Across industry and communities, problems may be different, but finding solutions are often similar in taking a creative approach. Moderated by 89.3 The Currents Mark Wheat, A Night of Social Wonder challenges a panel of national and local innovators to ask: how are artists finding solutions to seemingly insoluble problems?
- Matthew Shilan, a paper artist and designer who is working alongside scientists at the University of Michigan, solving the worlds energy harvesting issues using paper folding.
- John Davis of the Lanesboro Art Center examines how are rural industries and development plans affected by investing in arts initiatives?
- Noël Raymond of the Pillsbury House + Theatre with limited resources for early education, nutrition and crime prevention, why are social service and community development organizations embracing theater and the arts as offerings for their clients throughout the city of Minneapolis.
- Janet Koplos asks what makes people invent new directions in their own creative fields? Janet profiles makers, past and present, who have innovated and changed their own fields- the ceramics business, the textile industry and glass manufacturing and architecture - and even influenced the culture at large.
Co-presented by the American Craft Council.
A Night of Social Wonder: Artists Finding Solutions to Seemingly Insoluble Problems is inspired by Papercut! The Incredible Psaligraphy of Karen Bit Vejle, on view at the American Swedish Institute through May 25.
Moderated by 89.3 The Currents Mark Wheat.
Tickets: $10 ASI and ACC members, $12 general public.
Available online at asimn.org or call (612) 871-4907.

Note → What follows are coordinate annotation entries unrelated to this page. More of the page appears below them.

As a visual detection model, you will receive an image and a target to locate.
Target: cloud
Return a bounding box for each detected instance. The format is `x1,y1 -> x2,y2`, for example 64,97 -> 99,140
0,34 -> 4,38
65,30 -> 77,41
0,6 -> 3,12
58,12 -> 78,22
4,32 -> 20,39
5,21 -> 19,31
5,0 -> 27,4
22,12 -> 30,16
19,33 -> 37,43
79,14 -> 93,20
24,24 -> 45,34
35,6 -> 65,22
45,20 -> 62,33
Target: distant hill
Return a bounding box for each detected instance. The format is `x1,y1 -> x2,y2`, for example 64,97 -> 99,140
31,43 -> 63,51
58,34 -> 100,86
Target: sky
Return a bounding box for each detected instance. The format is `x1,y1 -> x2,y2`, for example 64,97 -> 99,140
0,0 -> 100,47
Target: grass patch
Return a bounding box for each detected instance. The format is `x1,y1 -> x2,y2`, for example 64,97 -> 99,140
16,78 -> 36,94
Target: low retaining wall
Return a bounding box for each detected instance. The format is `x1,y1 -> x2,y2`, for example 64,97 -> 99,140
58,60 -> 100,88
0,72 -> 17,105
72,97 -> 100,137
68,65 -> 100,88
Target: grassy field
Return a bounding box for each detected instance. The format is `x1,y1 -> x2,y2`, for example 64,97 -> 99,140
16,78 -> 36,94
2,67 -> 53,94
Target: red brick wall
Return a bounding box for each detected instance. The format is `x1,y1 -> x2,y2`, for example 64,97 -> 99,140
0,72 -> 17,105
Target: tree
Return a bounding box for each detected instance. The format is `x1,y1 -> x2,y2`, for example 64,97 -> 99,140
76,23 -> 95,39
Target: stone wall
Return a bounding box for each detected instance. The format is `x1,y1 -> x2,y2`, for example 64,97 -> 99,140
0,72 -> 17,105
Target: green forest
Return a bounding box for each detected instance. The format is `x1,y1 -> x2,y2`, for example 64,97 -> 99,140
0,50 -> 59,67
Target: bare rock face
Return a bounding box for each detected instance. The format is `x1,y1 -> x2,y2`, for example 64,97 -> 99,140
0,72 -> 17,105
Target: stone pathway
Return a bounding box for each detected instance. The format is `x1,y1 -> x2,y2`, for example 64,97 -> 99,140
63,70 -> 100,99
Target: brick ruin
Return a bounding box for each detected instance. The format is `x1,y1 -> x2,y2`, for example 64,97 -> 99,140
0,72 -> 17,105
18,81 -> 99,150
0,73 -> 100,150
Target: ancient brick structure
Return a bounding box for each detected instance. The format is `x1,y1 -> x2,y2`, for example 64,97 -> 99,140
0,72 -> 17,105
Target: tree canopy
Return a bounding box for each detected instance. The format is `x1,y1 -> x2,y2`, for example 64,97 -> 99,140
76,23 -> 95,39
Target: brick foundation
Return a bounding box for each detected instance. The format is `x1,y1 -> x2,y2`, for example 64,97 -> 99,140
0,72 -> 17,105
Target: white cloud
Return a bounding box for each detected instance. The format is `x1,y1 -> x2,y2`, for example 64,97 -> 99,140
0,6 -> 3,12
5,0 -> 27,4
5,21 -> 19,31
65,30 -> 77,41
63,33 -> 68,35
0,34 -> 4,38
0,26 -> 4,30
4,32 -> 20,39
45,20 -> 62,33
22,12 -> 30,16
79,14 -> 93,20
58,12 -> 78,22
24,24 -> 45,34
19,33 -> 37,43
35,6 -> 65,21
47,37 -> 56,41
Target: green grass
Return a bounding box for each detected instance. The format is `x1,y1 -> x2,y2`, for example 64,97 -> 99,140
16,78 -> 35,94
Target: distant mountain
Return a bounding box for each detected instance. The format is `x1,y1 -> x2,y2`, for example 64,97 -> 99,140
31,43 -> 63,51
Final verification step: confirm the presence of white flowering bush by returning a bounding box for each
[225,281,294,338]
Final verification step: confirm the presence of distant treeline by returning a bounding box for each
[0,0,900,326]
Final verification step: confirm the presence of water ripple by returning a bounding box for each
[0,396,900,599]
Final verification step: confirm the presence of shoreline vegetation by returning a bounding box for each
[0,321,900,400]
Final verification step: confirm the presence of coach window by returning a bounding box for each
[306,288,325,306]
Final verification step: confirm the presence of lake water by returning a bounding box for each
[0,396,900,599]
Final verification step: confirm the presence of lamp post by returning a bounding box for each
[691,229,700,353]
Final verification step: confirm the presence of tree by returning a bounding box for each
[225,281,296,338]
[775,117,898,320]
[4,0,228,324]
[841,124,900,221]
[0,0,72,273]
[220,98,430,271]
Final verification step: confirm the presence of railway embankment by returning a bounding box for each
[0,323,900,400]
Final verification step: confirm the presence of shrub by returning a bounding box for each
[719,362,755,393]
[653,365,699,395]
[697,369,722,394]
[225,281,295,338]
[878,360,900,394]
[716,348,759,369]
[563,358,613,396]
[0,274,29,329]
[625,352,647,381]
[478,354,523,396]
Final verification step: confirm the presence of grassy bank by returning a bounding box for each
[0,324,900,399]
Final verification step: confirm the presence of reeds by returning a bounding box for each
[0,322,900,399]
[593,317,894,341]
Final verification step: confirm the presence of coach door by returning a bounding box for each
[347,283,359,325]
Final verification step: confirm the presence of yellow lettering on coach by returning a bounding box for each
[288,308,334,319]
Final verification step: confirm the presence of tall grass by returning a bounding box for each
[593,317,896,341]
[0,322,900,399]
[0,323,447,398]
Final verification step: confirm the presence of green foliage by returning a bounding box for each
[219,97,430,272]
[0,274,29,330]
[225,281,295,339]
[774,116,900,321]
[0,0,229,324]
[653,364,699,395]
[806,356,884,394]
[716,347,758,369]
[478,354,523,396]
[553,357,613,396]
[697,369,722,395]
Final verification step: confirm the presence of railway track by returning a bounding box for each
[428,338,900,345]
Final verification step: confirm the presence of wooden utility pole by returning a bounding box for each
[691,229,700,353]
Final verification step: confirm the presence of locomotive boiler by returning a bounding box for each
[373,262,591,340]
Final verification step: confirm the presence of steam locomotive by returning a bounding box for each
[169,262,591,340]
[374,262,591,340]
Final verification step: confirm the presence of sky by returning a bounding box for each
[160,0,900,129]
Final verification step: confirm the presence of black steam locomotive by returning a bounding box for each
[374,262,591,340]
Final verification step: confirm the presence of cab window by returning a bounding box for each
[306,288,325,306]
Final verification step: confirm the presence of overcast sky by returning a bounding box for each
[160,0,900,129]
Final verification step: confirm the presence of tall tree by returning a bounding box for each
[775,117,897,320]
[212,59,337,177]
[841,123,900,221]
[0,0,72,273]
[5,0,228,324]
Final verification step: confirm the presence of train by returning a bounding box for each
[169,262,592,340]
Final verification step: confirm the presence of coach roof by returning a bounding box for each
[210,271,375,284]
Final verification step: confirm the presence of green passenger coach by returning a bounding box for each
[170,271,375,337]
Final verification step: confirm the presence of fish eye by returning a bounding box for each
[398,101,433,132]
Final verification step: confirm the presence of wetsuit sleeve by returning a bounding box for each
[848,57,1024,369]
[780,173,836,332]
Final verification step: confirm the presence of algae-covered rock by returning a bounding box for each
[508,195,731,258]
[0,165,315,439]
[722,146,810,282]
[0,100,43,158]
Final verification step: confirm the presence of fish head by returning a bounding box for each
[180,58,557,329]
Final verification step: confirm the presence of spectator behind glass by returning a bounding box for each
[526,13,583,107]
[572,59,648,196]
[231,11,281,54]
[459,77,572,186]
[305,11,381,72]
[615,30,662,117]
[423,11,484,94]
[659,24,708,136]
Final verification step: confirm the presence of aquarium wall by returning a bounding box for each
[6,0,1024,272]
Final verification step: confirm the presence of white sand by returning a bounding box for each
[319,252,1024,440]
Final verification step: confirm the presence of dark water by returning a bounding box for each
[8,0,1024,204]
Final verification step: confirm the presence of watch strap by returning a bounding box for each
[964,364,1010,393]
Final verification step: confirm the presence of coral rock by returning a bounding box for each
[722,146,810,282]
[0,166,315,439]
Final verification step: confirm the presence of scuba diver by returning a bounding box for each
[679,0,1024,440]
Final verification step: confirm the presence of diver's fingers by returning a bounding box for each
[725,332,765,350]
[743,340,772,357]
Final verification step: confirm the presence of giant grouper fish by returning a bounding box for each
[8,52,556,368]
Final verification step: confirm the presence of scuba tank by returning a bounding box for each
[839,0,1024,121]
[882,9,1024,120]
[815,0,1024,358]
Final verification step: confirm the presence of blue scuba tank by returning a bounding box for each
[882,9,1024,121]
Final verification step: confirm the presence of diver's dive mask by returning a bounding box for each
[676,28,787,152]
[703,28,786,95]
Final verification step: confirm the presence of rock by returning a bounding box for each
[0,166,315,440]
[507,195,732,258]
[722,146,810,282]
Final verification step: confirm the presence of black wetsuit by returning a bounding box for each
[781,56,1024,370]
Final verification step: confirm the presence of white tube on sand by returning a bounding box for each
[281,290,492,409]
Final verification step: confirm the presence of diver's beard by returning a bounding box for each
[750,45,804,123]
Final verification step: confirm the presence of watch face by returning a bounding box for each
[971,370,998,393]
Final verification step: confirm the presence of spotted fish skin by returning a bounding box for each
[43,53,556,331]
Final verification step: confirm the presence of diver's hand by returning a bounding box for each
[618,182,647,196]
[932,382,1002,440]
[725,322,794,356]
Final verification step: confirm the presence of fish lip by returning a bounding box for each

A Night of Social Wonder Panelists
Matthew Shlian is an artist, designer and teacher. After graduating from Alfred University in 2002, Matthew spent three years working as a paper engineer in the field of commercial design. There he made movable paper contraptions, from popup books to greeting cards to artist books and kinetic sculptures. In 2006 he received his MFA from Cranbrook Academy of Art. Currently he operates a design studio in Ann Arbor Michigan, teaches Paper Engineering at the University of Michigan and works as a visiting research scholar at the Universitys Material Science department. His work can be seen at www.mattshlian.com.
John Davis has moved people of all ages to ponder big questions and small communities to accomplish big things. John Davis is Executive Director of the Lanesboro Arts Center, and Director of the Kids Philosophy Slam. He has committed more than two decades to nonprofit leadership; prior to his current position at Lanesboro Arts Center, he founded the New York Mills Regional Cultural Center, the Great American Think-Off and the Kids Philosophy Slam. John Davis is the Recipient of Minnesota Council of Nonprofits 2011 Visionary Leadership Award.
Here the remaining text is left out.